GraceKelly is being rebuilt as a small and explicit orchestration core. The foundation must stay understandable under failure.

Implemented:

  • full API surface: orchestration, task inspection, health, readiness, model catalog, metrics
  • auxiliary HTTP surfaces: analytics, detailed health, task export, task retry, and file-upload orchestration
  • SSE streaming for single-model execution via /api/v1/orchestrate/stream
  • canonical model registry with alias normalization
  • typed task/step/event contracts with multi-model execution planning
  • token counting and cost estimation per step (input_tokens, output_tokens, cost_usd)
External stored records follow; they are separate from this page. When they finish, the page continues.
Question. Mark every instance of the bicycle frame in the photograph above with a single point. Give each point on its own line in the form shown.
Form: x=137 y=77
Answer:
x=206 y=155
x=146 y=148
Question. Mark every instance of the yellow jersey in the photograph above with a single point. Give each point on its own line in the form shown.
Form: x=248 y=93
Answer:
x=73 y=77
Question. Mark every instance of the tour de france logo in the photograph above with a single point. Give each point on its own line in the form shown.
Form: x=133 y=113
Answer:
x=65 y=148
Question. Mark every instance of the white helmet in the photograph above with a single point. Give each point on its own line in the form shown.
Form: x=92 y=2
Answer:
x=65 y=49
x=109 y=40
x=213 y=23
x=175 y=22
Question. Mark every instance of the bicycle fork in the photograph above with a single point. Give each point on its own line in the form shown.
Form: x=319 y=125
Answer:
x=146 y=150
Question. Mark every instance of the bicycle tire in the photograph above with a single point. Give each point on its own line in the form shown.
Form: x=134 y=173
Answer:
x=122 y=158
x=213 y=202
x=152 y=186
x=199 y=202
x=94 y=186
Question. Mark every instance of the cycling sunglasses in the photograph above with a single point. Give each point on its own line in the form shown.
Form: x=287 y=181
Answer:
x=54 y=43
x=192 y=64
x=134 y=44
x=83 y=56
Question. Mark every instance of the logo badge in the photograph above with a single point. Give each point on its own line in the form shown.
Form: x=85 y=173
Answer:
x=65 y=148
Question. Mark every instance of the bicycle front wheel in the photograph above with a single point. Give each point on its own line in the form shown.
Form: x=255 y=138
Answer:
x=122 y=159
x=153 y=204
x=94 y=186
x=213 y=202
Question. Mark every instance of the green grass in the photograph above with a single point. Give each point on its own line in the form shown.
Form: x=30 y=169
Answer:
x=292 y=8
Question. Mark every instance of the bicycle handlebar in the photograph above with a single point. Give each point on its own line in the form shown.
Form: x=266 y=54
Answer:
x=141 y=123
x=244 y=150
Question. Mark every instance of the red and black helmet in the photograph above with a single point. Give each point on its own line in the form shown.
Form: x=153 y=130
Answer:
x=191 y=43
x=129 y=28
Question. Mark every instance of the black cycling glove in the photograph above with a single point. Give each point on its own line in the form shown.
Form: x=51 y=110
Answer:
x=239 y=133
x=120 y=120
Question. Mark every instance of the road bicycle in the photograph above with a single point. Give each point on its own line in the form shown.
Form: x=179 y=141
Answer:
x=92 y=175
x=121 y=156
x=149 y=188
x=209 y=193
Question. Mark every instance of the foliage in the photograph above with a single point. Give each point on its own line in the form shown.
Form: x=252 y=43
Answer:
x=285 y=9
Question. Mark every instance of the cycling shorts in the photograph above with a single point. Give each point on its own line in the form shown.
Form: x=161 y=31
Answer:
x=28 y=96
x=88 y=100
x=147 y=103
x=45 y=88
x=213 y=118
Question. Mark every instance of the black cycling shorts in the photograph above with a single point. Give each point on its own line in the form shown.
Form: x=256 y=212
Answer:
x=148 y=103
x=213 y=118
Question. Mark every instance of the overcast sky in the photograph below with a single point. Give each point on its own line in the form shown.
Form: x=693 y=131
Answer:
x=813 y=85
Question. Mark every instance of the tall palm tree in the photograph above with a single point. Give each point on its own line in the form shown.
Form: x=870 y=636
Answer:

  • model pricing registry for cost estimation
  • bounded browser-submit budgeting for per-task and per-hour quotas
  • account-pool primitives and manager for provider cooldown and selection
  • session-aware prompt shaping with configurable context-window limits
  • dual-backend storage: in-memory (development) and PostgreSQL (durable)
  • PostgreSQL operational tooling: schema validation plus JSON export/import snapshots
  • execution adapters: dry-run, OpenAI-compatible API, Anthropic API, Perplexity browser (scripted and thin Playwright backends)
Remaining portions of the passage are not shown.